Mein Kopf dachte: „Du spinnst”, aber mein Mund sagte: „Ja, toll. Setz dich rauf, und ich zeige dir, wie toll.”

Ich frage mich: Tun Sie im Leben dasselbe? Jagen Sie den Vergnügungen außerhalb der Grenzen nach, die der Herr gesetzt hat, statt die zahllosen aufbauenden Erlebnisse, die positiven Beziehungen und die Schönheit der Erde zu genießen, die er geschaffen hat, damit wir glücklich sein können? Streben Sie nach vorübergehenden Reizen, auch

wenn Ihnen klar ist, daß sie einen ausgeprägten bitteren Nachgeschmack haben? Regen verführerische Empfindungen Ihr Verlangen an, und machen sie Sie unersättlich? Ist diese Begierde stärker als der Wunsch, sich zu bessern, der sich aus der Übertretung ergeben soll? Denken Sie nur noch daran, Ihre Begierden zu befriedigen, indem Sie sich ihnen immer öfter hingeben, auch wenn Sie spüren, daß das letzten Endes nur sehr unangenehme Konsequenzen haben wird? Haben Sie überlegt, wann und wie Sie aufhören wollen?

Auch wenn Sie Ihr Tun vor anderen rechtfertigen, in stillen Augenblicken nüchterner Betrachtung haben Sie vielleicht erkannt, daß Sie in Schwierigkeiten sind. Nach außen schieben Sie vielleicht anderen die Schuld an Ihren Problemen zu, doch innerlich haben Sie vielleicht schon festgestellt: Wenn man seine Versprechen nicht hält und die Wahrheit ignoriert, bleiben einem immer weniger Möglichkeiten. Man drängt sich selbst immer mehr in die Ecke. Schließlich sieht man keinen Ausweg mehr, und die Hoffnungslosigkeit greift um sich.

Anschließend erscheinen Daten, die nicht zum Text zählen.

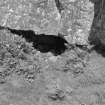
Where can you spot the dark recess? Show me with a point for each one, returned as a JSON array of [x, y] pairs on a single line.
[[97, 34], [59, 5], [43, 43]]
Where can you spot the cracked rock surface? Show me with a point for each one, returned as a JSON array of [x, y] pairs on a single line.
[[30, 77]]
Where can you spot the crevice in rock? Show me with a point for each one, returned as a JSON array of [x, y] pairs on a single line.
[[43, 43]]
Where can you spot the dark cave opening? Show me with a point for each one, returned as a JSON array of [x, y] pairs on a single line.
[[43, 43]]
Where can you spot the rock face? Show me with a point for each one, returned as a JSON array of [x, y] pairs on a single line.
[[29, 77], [97, 34], [72, 18]]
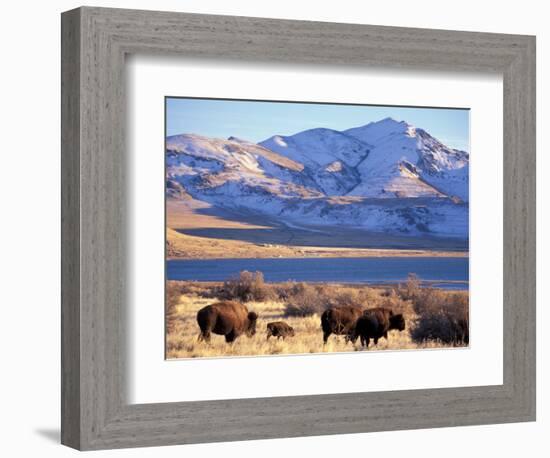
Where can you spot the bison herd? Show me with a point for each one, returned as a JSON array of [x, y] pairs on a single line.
[[232, 319]]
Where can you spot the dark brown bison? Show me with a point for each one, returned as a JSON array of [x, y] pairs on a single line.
[[279, 329], [375, 323], [227, 318], [340, 321]]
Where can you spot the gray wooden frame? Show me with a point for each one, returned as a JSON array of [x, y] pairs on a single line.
[[95, 413]]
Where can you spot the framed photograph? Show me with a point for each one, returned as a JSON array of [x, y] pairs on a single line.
[[280, 228]]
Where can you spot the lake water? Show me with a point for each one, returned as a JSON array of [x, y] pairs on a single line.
[[443, 272]]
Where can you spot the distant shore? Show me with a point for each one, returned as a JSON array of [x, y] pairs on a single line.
[[195, 232]]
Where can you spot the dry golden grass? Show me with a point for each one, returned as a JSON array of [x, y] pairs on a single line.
[[197, 230], [183, 331]]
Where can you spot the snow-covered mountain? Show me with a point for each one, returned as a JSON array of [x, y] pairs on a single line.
[[384, 176]]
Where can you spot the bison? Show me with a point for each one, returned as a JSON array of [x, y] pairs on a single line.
[[375, 323], [340, 321], [279, 329], [227, 318]]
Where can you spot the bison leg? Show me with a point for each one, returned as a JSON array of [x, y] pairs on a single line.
[[204, 336], [230, 338]]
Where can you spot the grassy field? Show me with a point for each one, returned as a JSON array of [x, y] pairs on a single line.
[[431, 317], [197, 230]]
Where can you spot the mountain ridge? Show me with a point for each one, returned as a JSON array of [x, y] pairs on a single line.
[[386, 175]]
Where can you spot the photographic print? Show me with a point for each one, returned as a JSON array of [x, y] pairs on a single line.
[[301, 227]]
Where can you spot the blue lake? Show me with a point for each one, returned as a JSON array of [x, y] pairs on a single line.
[[441, 272]]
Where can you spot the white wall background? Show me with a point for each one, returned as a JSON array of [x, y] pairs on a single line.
[[30, 245]]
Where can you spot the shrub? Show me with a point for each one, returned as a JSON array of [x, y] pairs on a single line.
[[174, 291], [248, 286], [305, 300]]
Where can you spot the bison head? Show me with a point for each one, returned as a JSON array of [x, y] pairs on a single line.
[[251, 329], [397, 322]]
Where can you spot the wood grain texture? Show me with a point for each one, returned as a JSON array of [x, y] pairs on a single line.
[[96, 414]]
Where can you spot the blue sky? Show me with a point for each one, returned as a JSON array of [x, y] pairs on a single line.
[[257, 121]]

Ich möchte Ihnen nur helfen. Wollen Sie mir zuhören? Vielleicht stelle ich Ihre vorgefaßte Meinung in Frage, aber hören Sie mir bitte ein paar Minuten zu.

Vielleicht geht es Ihnen auf die Nerven, daß andere Ihr Leben kontrollieren wollen und Ihnen sagen, was Sie tun sollen. Schließlich haben Sie das Recht, Ihre Entscheidungen selbst zu treffen. Das stimmt. Das Recht haben Sie. Ihre Entscheidungsfreiheit. Die Lebensprobleme lassen sich lösen, wenn man die wohltuende Wechselwirkung zwischen Entscheidungsfreiheit und Wahrheit erkennt. Der Herr hat gesagt:

Wer [die] Gebote hält, empfängt Wahrheit und Licht … Licht und Wahrheit entziehen sich jenem Bösen … Und jener Schlechte kommt und nimmt von den Menschenkindern infolge ihres Ungehorsams … Licht und Wahrheit weg. ”(LuB 93:28,37,39.)

Er hat ferner gesagt:

„Jedermann … [kann] gemäß der sittlichen Selbständigkeit handeln …, die ich ihm gegeben habe, damit jedermann am Tag des Gerichts … verantwortlich sei.” (LuB 101:78.)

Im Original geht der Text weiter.